Tout en marchant vers le Mur pour raccompagner le pape à l’intérieur jusqu’à l’estrade, le sentiment qu’il était arrivé quelque chose d’extraordinaire se renforçait parce que la force du Mur agissait sur le pape pour ainsi dire comme un aimant.
Quand le pape a touché le Mur, je me rappelle avoir pensé que le Mur lui-même s’approchait de lui et le touchait.
C’était comme si une porte fermée depuis des siècles, une porte donnant sur la réconciliation et la paix entre juifs et chrétiens, commençait finalement à s’ouvrir.
Les chaînes de télévision ont transmis les images de cet événement à un demi-milliard de personnes dans le monde, et moi je ne pouvais pas ne pas penser aux autres portes que les juifs, en courant de grands dangers, ont ouvert au long des siècles.
Quelques minutes auparavant j’avais parlé au pape au nom du gouvernement d’Israël et je lui avais rappelé que « des milliers d’années d’histoire nous regardaient, nous en bas, … du haut de la cime de cette montagne ».
Je sentais qu’il était juste d’invoquer notre mémoire collective des souffrances subies par le peuple juif.
J’ai voulu affirmer que les persécutions du passé peuvent et doivent être le prélude d’un nouveau type de rapports entre les religions et les peuples.
Nous ne devons plus pervertir les valeurs sublimes de la religion pour justifier la guerre, ai-je dit. Nous ne devons plus invoquer le nom de Dieu tout en frappant ceux qui sont créés à son image. Aujourd’hui commence une nouvelle ère, pendant laquelle nous nous engageons à parcourir les anciens chemins et à construire de nouvelles routes qui porteront la paix à toutes les religions, des routes sur lesquelles la foi en Dieu sera le symbole de la paix et de la fraternité entre les créatures de Dieu qui souffrent.
Je sais que tous ne partagent pas ma conviction que la religion peut être une force pour promouvoir la paix entre des nations en guerre depuis longtemps…
Tout en comprenant l’amertume qu’inspire à certains d’entre nous l’intolérance que peuvent produire les croyances religieuses, nous avons besoin de la participation des chefs religieux au processus de paix au Moyen-Orient.
Au sein de chacun des deux camps en présence, il y a une partie substantielle de la population qui est religieuse, et le conflit lui-même a une connotation religieuse. La réconciliation et le dialogue interreligieux peuvent créer un langage tel qu’il prépare la voie à la paix réelle.
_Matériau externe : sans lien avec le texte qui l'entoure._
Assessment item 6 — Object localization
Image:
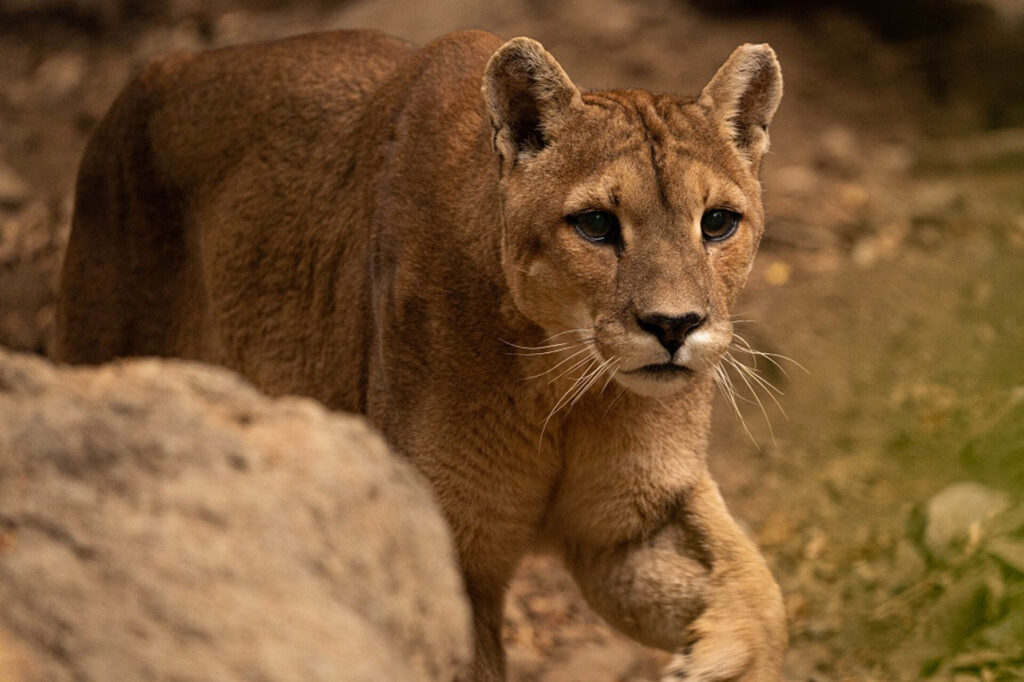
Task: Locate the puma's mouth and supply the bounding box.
[626,363,693,379]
Près du Mur occidental, en parlant au pape, je l’ai prié de promouvoir un dialogue interreligieux de haut niveau avec les représentants des trois grandes religions monothéistes pour que vienne la paix entre les religions sur cette terre sainte, dans cette région et dans le monde entier.
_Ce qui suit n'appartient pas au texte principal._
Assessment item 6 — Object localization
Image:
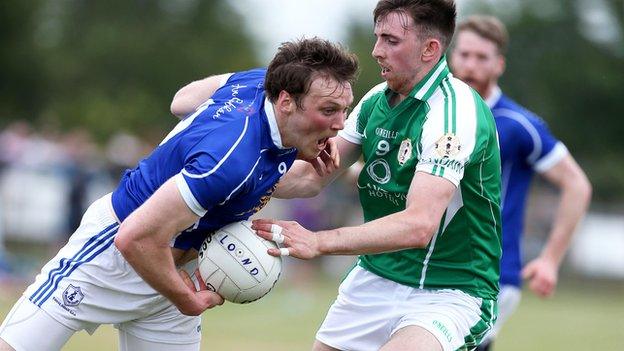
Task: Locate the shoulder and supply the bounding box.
[427,75,491,132]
J’espère que pendant la Pâque qui vient, temps où les juifs du monde entier ouvrent les portes à Élie le prophète, nous nous souviendrons du courage qu’il a fallu au cours des siècles de persécution et d’exil pour accomplir cet acte. J’espère que ces souvenirs, au lieu de nous rendre amers, nous donneront le courage d’ouvrir nos portes à une nouvelle ère, dans laquelle nos aspirations religieuses et notre désir de paix s’uniront en une seule flamme d’inspiration et de lumière.
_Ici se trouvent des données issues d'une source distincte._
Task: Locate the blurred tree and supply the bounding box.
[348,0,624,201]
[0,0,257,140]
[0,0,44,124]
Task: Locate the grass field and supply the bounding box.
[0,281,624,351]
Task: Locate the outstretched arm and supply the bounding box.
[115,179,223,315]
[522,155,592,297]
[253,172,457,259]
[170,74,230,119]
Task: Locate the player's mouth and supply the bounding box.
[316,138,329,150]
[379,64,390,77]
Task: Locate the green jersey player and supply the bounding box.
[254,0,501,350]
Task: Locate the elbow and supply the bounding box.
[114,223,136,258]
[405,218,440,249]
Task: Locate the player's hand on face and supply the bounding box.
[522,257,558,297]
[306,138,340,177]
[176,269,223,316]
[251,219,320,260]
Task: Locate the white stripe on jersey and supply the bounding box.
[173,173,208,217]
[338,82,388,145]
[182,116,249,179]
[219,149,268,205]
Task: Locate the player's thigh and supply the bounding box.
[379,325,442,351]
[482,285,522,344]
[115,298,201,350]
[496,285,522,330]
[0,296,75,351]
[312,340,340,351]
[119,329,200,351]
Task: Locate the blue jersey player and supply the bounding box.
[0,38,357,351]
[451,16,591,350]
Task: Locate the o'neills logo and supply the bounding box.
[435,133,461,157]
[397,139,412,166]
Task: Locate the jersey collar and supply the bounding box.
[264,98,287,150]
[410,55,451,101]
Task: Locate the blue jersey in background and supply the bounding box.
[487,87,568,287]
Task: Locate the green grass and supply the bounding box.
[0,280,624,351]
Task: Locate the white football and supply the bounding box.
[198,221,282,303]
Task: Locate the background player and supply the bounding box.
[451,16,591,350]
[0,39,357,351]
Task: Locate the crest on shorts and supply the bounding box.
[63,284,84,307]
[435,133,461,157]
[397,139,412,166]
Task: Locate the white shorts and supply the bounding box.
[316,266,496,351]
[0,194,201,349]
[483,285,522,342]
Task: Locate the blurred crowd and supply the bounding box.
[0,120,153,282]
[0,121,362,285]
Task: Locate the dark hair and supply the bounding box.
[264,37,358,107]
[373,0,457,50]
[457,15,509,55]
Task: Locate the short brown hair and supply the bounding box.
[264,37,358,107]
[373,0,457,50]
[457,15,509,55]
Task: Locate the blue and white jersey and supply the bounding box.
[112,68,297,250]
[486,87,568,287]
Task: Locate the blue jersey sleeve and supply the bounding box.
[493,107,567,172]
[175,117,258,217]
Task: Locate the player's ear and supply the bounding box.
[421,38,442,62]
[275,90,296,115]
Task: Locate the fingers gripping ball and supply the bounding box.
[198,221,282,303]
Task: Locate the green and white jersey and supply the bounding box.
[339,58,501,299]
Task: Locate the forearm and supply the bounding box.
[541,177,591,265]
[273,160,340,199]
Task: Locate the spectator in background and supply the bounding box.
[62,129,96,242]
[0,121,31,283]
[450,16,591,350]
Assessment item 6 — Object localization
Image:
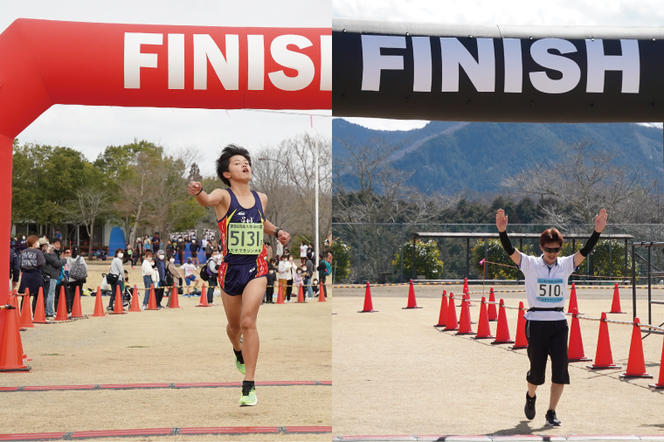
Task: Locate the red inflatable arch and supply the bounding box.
[0,19,332,308]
Le rabbin Michael Melchior est membre de la Knesset et ministre de la société israélienne et de la communauté juive mondiale. Il a été le seul rabbin présent au Mur occidental pour accueillir Jean Paul II. Le Grand Rabbin R. Samuel Sirat (France) s’y était rendu à titre personnel. [Traduit de l’italien par B. Brumelot].
Ces lignes ont paru dans l’Osservatore Romano le 22 avril 2000, qui a bien voulu nous autoriser à les reproduire.